22Ces traits peuvent être résumés en deux tendances différentes : la première, de caractère évidemment sémantique, consiste dans le réemploi multiple de structures narratives minimales, à des fins de caractère intertextuel, ou même dialogique, au sens bakhtinien du mot. Je m'expliquerai tout de suite par quelques exemples : dans la Mort Charlemagne, Guillaume d'Orange est présenté - je viens de le dire - comme le vengeur de la défaite française en Espagne. Or, sa vengeance prend les formes d'une sorte de répétition rituelle de l'itinéraire suivi jadis par Roland et son armé, jusqu'à une nouvelle prise de Nobles, analogue à celle dont la Chanson de Roland gardait le souvenir et que la Karlamagnus Saga et l'Entrée d'Espagne décrivaient avec beaucoup de détails.
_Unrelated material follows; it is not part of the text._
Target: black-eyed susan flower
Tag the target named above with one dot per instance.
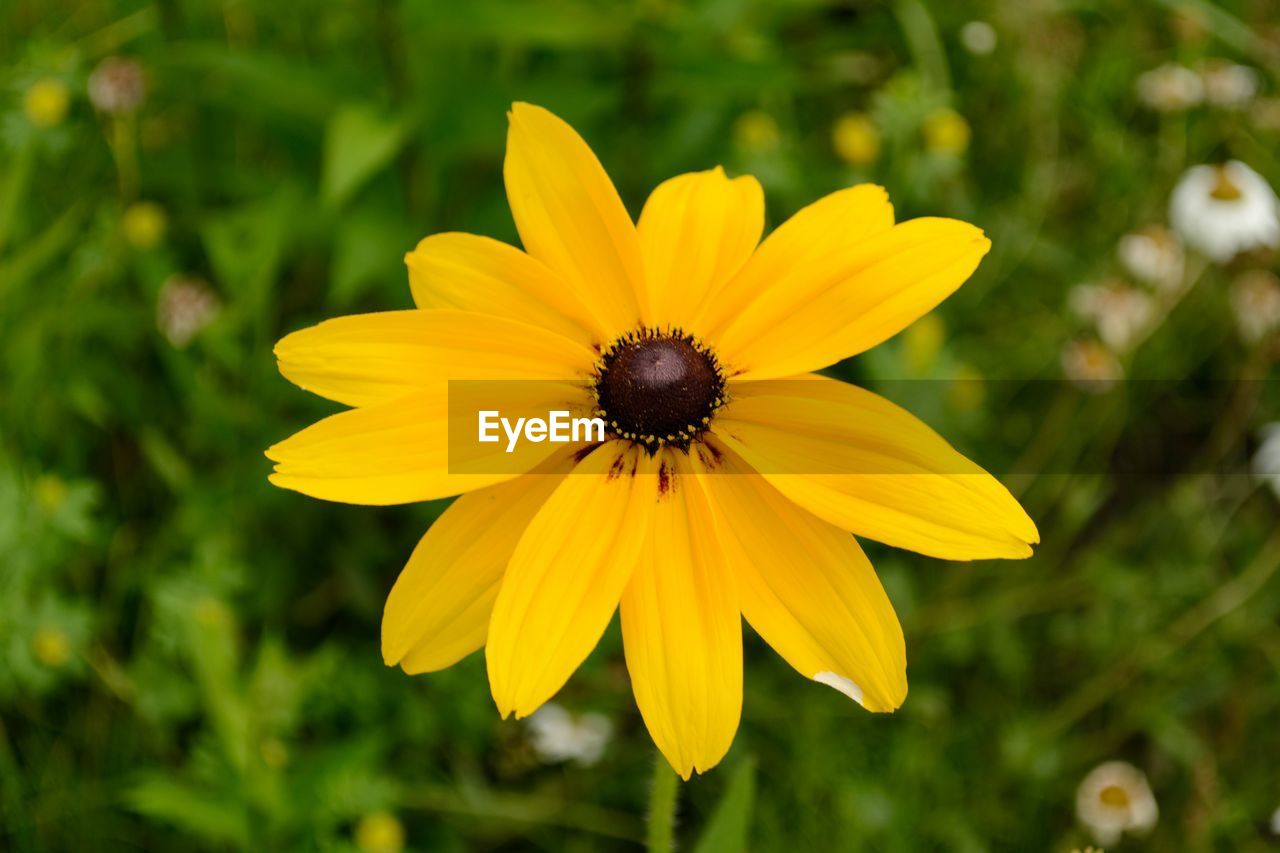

23Le réemploi thématique véhicule ailleurs un message idéologique précis : un cas intéressant est constitué par la reprise, dans le Charlemagne, de l'épisode de la Chanson d'Aspremont où Roland, enfant ou presque, désobéissant aux ordres, intervient avec ses jeunes dans la bataille, dont il sort vainqueur. Girart, peut-être inspiré par le Gui de Bourgogne, qui avait relié explicitement les exploits des jeunes à une sorte d'élection divine, fait de Mainet le protagoniste d'un épisode analogue à celui de la Chanson d'Aspremont. Après ce geste héroïque, tous les personnages de la cour de Galafre se conduisent en effet comme s'ils avaient compris par intuition qu'un grand avenir attendait le jeune inconnu11.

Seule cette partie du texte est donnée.